In the midst of a very despondent economic position, the Social Welfare Bill should be recognised as a significant treat in trying to meet the needs of the most impoverished in our society. This Bill proposes increases in social welfare payments that are significantly higher than the likely inflation rate next year. It gives further increases over and above the standard rate increase to identified categories, such as pensioners and carers.

There are special increases in the fuel allowance, which, in light of current crude oil prices, are more generous than was thought in the first instance. Given that we are to borrow just to meet our budget requirement in current expenditure — €4.7 billion — the ability of the Minister to secure increases for broad categories of our society is to be welcomed and this Bill is the means that helps to bring that about.

In the coming year there will be other issues that I am sure will take up the Minister's time but that will need to be resolved. These include the position of lone parents and pensions. I look forward to further debates and other legislation that will consider these issues. As a statement of intent as to where the Government is while faced with the current global economic position, the increases achieved through the Social Welfare Bill are the best possible. There should be some acknowledgement of this. Although the increases are not ideal and do not lift people completely out of the poverty in which many people find themselves, nevertheless, they represent steps in the right direction and indicate a Government approach to this issue that recognises we are in a new reality and that those who need to be protected first and most are those affected by this legislation.

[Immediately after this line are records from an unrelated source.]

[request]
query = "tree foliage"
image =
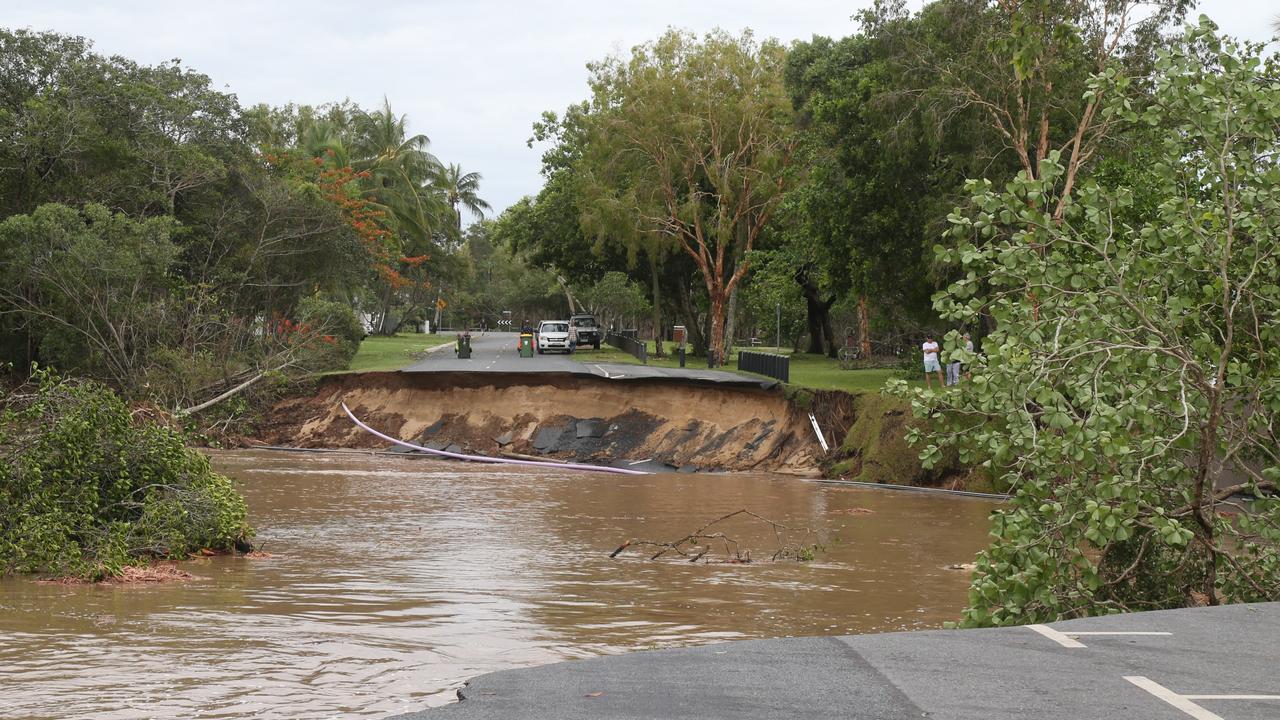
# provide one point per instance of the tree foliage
(86, 488)
(1128, 396)
(689, 140)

I will comment on Senator Norris's contribution. I have gone on record in expressing my disappointment on the decision made on the Combat Poverty Agency, but I accept it is a Government decision that is given effect by this legislation. I would not put my concerns in the same way as Senator Norris, but the Minister, in taking this Bill through the other House and the other Stages to be faced here, might consider some of the issues being mentioned so that the new body that will operate within her Department takes on the best aspects of what the Combat Poverty Agency has represented.

We must consider rationalisation and fewer organisations. We must ensure the work done is carried out more effectively in future. I would like to see this unit within the Minister's Department having a life somewhat different from a section of the Department and a semi-State agency. It could be a new type of life form in administrative terms. It would be within her Department's budget but would have some identity that people would know the work is being done on behalf of the Minister and the Department, but that there is also other input, particularly from the social partnership process. I would like to see this unit interact with the social partners and investigate certain areas. The reports, after being made available to the Minister and the Department, could be made public.

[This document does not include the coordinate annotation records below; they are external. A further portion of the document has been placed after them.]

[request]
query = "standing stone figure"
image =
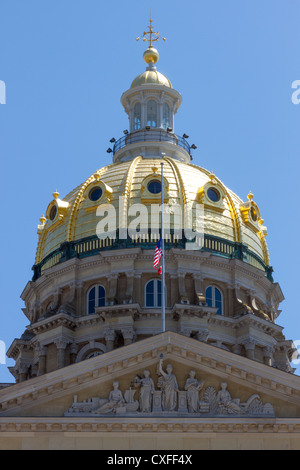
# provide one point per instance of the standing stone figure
(146, 392)
(226, 403)
(169, 387)
(192, 386)
(115, 400)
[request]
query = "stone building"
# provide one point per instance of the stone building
(93, 365)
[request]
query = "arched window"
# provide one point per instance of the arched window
(153, 293)
(166, 115)
(137, 116)
(152, 113)
(95, 298)
(214, 299)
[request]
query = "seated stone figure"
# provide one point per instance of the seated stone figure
(115, 400)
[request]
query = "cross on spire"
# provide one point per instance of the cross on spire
(150, 36)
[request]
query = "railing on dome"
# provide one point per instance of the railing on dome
(151, 135)
(93, 245)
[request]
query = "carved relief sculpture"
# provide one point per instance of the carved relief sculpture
(192, 386)
(169, 386)
(169, 400)
(115, 400)
(146, 391)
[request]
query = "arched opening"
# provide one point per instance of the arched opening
(214, 298)
(137, 116)
(95, 298)
(152, 113)
(166, 116)
(153, 293)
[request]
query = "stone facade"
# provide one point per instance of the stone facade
(94, 365)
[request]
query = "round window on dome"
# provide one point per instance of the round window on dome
(53, 212)
(213, 194)
(253, 214)
(154, 187)
(95, 194)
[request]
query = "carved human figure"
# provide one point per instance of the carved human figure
(146, 392)
(169, 387)
(193, 386)
(226, 403)
(115, 400)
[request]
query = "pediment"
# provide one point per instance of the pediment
(228, 385)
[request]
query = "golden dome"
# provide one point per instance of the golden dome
(151, 55)
(228, 224)
(151, 77)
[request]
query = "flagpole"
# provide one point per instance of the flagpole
(163, 324)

Some indication of the name of the unit could also be helpful. There is an assumption that the office of social inclusion is taking over the Combat Poverty Agency. A new name which takes account of the Combat Poverty Agency's past would help make the transition a bit easier; a possibility would be the poverty and social inclusion unit. The ability to initiate reports through the social partnership process and make them publicly available within a set time should be given by way of ministerial indication as a possible policy direction if it is not included in the Bill.

I am not sure if the following issues form part of the Bill or the process we should be discussing here. The Minister and her officials have been discussing the idea of the transition involving people who work with the Combat Poverty Agency. I have become aware of concerns about issues such as transfer of undertakings and people being maintained in the work they were engaged in. Indications on this will help the transition go well also. It will not be possible to achieve a complete fit and some savings will be made with certain grades where work is already being done within the Department. The expertise that has developed in the Combat Poverty Agency, particularly with regard to research, should be used to its full extent by the new unit.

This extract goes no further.